Common Lisp

from The Free On-line Dictionary of Computing (8 July 2008)
Common Lisp

   <language> A dialect of {Lisp} defined by a consortium of
   companies brought together in 1981 by the {Defence Advanced
   Research Projects Agency} (DARPA).  Companies included
   {Symbolics}, {Lisp Machines, Inc.}, {Digital Equipment
   Corporation}, {Bell Labs}., {Xerox}, {Hewlett-Packard},
   {Lawrence Livermore Labs}., {Carnegie-Mellon University},
   {Stanford University}, {Yale}, {MIT} and {USC Berkeley}.
   Common Lisp is {lexically scoped} by default but can be
   {dynamically scoped}.

   Common Lisp is a large and complex language, fairly close to a
   superset of {MacLisp}.  It features {lexical binding}, data
   structures using defstruct and setf, {closures}, multiple
   values, types using declare and a variety of numerical types.
   Function calls allow "&optional", keyword and "&rest"
   arguments.  Generic sequence can either be a list or an
   {array}.  It provides formatted printing using escape
   characters.  Common LISP now includes {CLOS}, an extended LOOP
   {macro}, condition system, {pretty printing} and logical
   pathnames.

   Implementations include {AKCL}, {CCL}, {CLiCC}, {CLISP},
   {CLX}, {CMU Common Lisp}, {DCL}, {KCL}, {MCL} and {WCL}.
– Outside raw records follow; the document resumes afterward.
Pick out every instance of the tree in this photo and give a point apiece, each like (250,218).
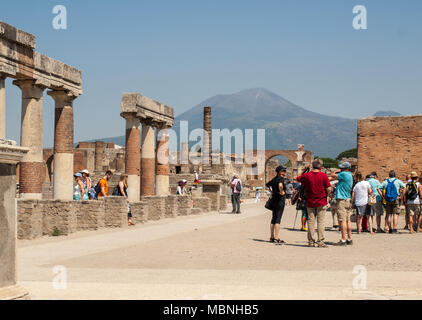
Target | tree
(352,153)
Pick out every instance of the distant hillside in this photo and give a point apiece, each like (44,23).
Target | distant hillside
(386,114)
(286,124)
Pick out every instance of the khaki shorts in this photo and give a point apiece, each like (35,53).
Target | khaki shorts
(414,209)
(344,209)
(392,207)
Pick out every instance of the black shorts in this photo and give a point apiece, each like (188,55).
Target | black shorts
(278,210)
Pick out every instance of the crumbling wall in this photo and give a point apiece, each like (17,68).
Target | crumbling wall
(390,143)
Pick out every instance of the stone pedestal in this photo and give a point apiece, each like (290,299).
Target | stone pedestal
(211,190)
(63,144)
(10,155)
(31,166)
(2,108)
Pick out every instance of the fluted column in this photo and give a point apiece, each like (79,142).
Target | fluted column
(147,161)
(99,155)
(31,166)
(162,168)
(2,107)
(63,145)
(133,157)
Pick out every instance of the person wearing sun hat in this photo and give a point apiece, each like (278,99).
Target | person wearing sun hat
(86,180)
(412,197)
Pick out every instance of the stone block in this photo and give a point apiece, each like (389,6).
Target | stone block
(156,207)
(184,204)
(90,215)
(139,211)
(203,202)
(30,217)
(58,217)
(116,212)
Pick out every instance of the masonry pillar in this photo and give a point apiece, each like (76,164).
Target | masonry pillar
(162,184)
(63,145)
(132,157)
(147,161)
(184,157)
(99,155)
(31,166)
(2,107)
(207,141)
(10,155)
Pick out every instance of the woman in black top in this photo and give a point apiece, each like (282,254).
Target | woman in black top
(277,186)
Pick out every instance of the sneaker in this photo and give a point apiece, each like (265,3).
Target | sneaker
(322,245)
(341,243)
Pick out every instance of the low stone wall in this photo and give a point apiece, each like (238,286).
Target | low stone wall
(37,218)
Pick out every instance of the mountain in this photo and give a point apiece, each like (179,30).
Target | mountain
(386,114)
(286,123)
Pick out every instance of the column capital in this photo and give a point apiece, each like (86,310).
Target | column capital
(64,96)
(129,115)
(30,88)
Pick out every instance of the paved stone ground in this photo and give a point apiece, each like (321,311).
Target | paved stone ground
(220,256)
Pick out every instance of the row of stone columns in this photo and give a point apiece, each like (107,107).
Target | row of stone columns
(31,166)
(147,166)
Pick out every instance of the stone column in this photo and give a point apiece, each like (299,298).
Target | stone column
(207,141)
(184,157)
(2,107)
(99,155)
(31,166)
(133,156)
(9,157)
(147,161)
(162,184)
(63,145)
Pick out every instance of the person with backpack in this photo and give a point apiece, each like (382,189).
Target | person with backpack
(393,188)
(317,189)
(412,198)
(360,197)
(236,185)
(376,209)
(101,189)
(343,202)
(120,190)
(277,187)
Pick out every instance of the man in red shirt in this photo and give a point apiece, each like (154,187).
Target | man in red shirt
(317,188)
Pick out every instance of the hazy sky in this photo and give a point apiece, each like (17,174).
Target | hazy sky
(182,52)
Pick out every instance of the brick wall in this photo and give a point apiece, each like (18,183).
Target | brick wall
(386,143)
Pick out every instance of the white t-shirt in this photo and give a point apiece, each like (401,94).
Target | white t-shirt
(361,191)
(417,200)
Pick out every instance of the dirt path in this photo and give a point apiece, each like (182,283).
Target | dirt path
(222,256)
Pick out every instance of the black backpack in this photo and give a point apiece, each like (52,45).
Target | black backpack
(97,189)
(412,191)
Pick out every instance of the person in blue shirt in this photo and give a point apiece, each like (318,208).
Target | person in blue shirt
(343,202)
(376,209)
(392,207)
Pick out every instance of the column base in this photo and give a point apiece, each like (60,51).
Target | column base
(15,292)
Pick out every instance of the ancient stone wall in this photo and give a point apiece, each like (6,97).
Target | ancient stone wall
(390,143)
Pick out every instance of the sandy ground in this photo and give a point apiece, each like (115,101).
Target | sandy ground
(222,256)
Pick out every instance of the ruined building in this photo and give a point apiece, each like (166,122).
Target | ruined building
(390,143)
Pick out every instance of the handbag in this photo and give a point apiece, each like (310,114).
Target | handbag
(372,200)
(269,204)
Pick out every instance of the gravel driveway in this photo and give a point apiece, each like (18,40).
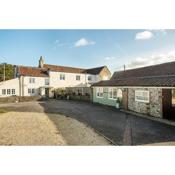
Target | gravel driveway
(31,128)
(120,128)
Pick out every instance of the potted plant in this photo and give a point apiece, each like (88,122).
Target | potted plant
(118,103)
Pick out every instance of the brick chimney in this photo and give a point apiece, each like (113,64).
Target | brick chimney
(41,62)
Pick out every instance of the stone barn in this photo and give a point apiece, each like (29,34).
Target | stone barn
(148,90)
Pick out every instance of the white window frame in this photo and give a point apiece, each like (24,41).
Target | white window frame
(62,76)
(4,92)
(47,81)
(31,80)
(29,90)
(79,77)
(89,78)
(8,91)
(110,89)
(13,91)
(142,94)
(99,92)
(33,91)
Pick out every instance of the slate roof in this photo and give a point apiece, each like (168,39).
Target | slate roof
(162,75)
(93,71)
(64,69)
(32,71)
(43,72)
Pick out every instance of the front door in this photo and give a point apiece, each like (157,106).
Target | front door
(47,92)
(167,104)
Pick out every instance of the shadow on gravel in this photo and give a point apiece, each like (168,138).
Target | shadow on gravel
(118,127)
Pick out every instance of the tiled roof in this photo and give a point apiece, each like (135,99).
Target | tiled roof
(64,69)
(42,72)
(93,71)
(149,71)
(162,75)
(32,71)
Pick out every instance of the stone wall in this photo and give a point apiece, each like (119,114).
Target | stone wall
(153,108)
(14,99)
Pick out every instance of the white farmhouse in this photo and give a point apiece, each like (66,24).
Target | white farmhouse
(42,80)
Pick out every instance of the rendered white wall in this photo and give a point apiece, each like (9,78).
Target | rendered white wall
(10,84)
(39,82)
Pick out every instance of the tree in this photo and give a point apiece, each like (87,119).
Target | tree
(9,72)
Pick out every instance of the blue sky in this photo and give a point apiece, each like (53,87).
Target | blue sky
(88,48)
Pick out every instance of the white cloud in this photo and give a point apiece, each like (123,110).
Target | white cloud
(159,31)
(57,44)
(110,58)
(83,42)
(152,60)
(144,35)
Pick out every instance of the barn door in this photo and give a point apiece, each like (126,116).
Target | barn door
(167,103)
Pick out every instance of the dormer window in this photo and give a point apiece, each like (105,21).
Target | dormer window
(31,80)
(62,76)
(78,77)
(89,78)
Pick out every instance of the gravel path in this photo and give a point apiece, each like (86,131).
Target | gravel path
(30,128)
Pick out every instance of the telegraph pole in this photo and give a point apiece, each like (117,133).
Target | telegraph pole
(4,71)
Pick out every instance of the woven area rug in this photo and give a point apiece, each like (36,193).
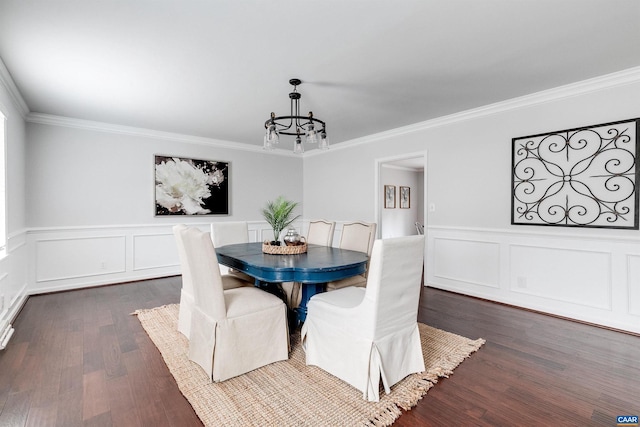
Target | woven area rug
(289,393)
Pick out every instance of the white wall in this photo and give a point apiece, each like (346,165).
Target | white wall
(588,274)
(13,266)
(85,177)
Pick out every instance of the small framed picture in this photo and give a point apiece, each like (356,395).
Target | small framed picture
(405,197)
(389,196)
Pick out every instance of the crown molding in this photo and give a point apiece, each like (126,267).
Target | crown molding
(7,81)
(620,78)
(52,120)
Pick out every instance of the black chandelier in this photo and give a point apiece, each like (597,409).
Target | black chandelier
(295,124)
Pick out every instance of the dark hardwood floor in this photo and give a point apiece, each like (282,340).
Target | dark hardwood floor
(79,358)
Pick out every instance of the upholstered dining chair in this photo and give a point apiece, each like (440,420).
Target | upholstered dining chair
(186,293)
(363,335)
(233,331)
(321,232)
(228,233)
(355,236)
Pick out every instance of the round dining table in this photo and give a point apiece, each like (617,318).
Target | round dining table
(312,269)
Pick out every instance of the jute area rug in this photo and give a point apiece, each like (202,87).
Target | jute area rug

   Mailing list: <[email protected]>.

   ANSI Common Lisp draft proposal
   (ftp://ftp.think.com/public/think/lisp:public-review.text).

   ["Common LISP: The Language", Guy L. Steele, Digital Press
   1984, ISBN 0-932376-41-X].

   ["Common LISP: The Language, 2nd Edition", Guy L. Steele,
   Digital Press 1990, ISBN 1-55558-041-6].